America at War since 1945 by Gary A. Donaldson
Author:Gary A. Donaldson
Language: eng
Format: epub
Publisher: Carrel Books
Published: 2016-02-27T05:00:00+00:00
9
THE LAST ACT
At the end of March 1972, the Communists struck hard at American and ARVN forces throughout South Vietnam. It was their chance to show the world that their fighting ability was still well intact, and to show the American public (by defeating ARVN troops in the field) that the policy of Vietnamization had failed and that the time had come to negotiate seriously for a U.S. withdrawal. Equipped with Soviet-made rockets, artillery, and tanks, the Communist advance defeated ARVN forces in the northern provinces of South Vietnam, overrunning in just two days twelve bases that U.S. Marines had recently turned over to ARVN. With little effort, the Communists took Quangtri province and held it through summer and into fall. In response, ARVN performed poorly in almost every sector of the Communist advance. With only 6,000 U.S. combat troops left in Vietnam, there was little standing in the way of the Communist push. In Washington, Secretary of Defense Melvin Laird declared the South Vietnamese military performance “astonishingly successful.”1
In May, Kissinger and Le Duc Tho held another secret meeting in Paris. It was becoming a desperate time for Nixon and Kissinger. Congress repeatedly threatened to cut spending for the war and bring an abrupt end to U.S. involvement. Kissinger presented North Vietnam with the most comprehensive plan for peace yet placed on the table: in exchange for U.S. prisoners of war, Kissinger agreed to withdraw all U.S. troops from Vietnam within seven months after the signing of a ceasefire. This simple agreement was an abandonment of the long-standing American demand for a withdrawal of all combat troops from both sides, and for the first time the United States agreed to allow Communist troops to remain in the South after the U.S. withdrawal. This was a major concession, but Le Duc Tho had come to believe that political forces in the United States would soon coerce the Nixon administration into withdrawing unconditionally and he rejected the proposal—demanding that the United States also drop support for the Thieu government. That was unacceptable to Kissinger and Nixon, but Kissinger believed that a deadlock had been broken and that the two sides were on the verge of a settlement. However, the place of the Thieu regime after the U.S. withdrawal brought the talks to a halt—and pushed Nixon to act. He had to implement an end-the-war strategy.
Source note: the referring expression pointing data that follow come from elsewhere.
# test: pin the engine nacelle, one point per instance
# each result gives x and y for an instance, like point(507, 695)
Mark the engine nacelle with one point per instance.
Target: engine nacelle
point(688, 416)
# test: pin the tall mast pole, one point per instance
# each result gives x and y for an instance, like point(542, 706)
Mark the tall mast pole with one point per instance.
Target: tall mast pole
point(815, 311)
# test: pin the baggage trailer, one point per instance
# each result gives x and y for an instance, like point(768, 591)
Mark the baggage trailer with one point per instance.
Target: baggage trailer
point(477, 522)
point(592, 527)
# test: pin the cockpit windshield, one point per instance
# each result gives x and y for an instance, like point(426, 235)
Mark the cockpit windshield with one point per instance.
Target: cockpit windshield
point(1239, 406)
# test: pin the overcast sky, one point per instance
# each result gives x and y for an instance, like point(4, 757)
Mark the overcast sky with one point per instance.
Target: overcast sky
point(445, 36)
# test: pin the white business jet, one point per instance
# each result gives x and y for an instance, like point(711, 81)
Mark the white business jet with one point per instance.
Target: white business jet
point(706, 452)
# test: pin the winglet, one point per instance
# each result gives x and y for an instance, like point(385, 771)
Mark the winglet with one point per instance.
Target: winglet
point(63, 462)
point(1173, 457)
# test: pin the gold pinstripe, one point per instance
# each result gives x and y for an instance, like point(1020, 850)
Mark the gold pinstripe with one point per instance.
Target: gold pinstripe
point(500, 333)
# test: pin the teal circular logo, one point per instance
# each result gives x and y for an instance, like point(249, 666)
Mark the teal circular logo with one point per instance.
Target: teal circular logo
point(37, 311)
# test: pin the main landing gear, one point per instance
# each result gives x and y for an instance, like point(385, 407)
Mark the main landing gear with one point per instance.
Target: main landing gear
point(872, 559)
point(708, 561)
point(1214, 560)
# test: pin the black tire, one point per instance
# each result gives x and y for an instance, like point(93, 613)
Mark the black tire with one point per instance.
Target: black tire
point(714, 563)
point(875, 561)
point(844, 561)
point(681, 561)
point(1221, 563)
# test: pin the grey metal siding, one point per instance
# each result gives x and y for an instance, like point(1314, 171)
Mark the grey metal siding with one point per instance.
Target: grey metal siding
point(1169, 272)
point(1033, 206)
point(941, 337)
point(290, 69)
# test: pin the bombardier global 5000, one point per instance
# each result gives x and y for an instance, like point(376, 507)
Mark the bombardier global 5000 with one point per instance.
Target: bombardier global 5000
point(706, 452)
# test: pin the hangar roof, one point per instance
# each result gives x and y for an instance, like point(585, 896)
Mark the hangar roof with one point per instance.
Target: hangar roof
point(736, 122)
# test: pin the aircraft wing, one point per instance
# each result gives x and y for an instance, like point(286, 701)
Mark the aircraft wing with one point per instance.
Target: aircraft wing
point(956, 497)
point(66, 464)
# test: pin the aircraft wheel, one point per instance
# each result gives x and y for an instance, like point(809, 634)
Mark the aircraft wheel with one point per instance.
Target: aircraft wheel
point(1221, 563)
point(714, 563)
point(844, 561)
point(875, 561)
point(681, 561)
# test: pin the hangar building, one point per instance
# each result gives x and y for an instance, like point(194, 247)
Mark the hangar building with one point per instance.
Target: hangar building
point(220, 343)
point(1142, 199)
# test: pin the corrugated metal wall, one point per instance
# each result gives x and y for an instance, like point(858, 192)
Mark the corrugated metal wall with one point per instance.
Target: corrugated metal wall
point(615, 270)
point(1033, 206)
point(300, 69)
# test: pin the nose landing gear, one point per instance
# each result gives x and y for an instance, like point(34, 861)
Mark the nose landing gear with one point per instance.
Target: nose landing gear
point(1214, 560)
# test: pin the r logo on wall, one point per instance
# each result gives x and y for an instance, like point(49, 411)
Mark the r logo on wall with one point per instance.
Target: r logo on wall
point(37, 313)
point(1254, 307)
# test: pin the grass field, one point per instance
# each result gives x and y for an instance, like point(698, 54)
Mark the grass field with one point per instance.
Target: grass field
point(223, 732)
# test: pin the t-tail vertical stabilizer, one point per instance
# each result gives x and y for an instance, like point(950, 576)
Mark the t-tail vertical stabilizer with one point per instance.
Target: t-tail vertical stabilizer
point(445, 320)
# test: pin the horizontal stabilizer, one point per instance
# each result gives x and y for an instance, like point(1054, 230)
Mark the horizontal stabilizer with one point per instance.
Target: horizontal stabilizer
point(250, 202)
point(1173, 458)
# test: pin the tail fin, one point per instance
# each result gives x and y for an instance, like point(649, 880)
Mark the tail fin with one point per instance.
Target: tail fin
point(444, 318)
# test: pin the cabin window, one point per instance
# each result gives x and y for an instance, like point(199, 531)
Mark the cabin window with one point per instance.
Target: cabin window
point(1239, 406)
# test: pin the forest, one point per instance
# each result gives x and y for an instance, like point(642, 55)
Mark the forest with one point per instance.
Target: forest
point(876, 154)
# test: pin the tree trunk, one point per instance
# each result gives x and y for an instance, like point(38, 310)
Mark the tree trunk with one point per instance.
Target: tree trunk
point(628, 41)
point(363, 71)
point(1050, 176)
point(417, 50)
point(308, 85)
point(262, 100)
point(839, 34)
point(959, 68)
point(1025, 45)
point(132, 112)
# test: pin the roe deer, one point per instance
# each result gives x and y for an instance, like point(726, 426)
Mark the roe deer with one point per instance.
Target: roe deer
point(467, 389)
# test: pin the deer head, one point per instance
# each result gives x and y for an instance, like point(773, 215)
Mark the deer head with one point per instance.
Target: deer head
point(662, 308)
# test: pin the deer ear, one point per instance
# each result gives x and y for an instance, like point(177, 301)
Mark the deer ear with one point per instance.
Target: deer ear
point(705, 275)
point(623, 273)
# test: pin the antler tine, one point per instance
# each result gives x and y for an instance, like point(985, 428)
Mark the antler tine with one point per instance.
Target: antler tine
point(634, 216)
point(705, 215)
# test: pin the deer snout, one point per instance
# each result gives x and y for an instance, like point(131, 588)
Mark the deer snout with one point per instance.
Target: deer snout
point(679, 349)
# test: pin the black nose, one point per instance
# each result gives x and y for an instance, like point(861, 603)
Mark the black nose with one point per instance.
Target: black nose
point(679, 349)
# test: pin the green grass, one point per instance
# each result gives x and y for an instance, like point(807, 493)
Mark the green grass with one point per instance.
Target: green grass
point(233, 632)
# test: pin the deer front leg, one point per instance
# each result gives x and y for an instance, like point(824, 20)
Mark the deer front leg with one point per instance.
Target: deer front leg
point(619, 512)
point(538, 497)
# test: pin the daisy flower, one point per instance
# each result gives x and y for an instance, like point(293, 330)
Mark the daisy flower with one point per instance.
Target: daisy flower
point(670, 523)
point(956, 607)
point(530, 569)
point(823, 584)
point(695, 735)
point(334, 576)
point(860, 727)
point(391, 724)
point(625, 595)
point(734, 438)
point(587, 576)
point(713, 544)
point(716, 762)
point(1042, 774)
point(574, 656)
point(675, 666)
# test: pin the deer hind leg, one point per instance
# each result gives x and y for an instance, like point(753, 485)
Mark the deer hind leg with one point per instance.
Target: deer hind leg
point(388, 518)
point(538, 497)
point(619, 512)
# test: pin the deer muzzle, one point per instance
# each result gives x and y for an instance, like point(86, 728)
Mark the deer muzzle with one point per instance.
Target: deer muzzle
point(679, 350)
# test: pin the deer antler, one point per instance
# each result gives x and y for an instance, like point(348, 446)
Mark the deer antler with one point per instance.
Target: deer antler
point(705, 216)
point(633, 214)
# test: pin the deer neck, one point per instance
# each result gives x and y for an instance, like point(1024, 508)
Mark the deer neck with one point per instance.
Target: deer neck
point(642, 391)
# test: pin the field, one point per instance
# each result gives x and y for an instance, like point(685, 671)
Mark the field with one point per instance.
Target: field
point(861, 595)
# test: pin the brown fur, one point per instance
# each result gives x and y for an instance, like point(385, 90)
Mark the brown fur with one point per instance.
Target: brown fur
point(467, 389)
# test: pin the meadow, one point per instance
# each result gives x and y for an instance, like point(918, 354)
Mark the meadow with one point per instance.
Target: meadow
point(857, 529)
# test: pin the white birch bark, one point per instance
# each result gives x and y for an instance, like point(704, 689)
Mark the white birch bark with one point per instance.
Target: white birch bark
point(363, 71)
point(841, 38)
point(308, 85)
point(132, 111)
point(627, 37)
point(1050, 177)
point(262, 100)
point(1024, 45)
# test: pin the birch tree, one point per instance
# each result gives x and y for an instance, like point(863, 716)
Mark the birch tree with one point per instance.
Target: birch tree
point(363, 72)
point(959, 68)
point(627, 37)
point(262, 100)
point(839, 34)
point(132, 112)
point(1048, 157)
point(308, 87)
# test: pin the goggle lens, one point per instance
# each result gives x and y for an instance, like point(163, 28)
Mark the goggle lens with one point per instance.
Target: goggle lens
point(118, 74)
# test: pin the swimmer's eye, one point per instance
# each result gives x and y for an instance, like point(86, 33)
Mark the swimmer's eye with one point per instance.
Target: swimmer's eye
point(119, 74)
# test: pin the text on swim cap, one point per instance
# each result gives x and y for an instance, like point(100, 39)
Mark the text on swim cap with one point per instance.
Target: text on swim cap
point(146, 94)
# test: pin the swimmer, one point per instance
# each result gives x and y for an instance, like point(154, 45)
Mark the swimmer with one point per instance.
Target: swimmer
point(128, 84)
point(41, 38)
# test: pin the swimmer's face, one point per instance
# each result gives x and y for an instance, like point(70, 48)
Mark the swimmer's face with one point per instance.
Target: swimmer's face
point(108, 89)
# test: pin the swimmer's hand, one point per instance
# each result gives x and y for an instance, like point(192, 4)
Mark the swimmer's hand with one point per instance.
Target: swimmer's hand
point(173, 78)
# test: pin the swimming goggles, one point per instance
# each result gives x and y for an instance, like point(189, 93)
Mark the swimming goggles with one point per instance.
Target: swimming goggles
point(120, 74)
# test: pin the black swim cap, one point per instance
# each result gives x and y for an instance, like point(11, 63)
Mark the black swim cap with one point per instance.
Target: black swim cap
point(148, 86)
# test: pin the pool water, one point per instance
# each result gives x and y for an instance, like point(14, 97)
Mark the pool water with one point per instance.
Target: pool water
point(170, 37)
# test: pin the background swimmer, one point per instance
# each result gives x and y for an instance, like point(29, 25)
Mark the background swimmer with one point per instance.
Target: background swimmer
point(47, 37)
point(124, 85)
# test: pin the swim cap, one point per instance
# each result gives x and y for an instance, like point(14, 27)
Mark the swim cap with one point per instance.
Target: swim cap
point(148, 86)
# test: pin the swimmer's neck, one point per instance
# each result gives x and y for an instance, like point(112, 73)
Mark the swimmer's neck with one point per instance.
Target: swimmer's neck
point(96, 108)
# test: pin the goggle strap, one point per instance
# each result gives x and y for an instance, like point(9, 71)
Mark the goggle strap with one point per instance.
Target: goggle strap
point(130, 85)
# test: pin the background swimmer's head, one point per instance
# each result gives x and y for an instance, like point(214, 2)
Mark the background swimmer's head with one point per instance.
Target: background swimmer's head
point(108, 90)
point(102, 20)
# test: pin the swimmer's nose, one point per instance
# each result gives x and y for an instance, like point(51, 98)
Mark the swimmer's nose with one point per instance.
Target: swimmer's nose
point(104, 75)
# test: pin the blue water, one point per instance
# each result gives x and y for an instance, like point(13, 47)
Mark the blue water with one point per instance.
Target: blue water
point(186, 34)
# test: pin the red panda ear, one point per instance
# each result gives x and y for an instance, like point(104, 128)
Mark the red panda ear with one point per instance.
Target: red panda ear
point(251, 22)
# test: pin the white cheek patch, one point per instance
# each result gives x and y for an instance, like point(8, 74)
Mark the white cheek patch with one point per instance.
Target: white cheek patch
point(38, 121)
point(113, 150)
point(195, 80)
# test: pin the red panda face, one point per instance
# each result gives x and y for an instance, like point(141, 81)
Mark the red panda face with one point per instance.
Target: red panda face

With his leverage against Hanoi quickly evaporating, Nixon, on May 8, ignored the advice of Laird and CIA director Richard Helms and ordered an intensive B-52 bombardment of military targets in North Vietnam, a naval blockade of the North, and the mining of Haiphong harbor, all in hopes of breaking the diplomatic stalemate. He had escalated the war again, but this time it was generally successful. The Communist offensive that began in March was stalled by the U.S. air strikes, and Quangtri province fell back into ARVN’s hands in September. From this experience, the success or failure of Vietnamization became perfectly clear: without U.S. air power ARVN was vulnerable—no match for the enemy.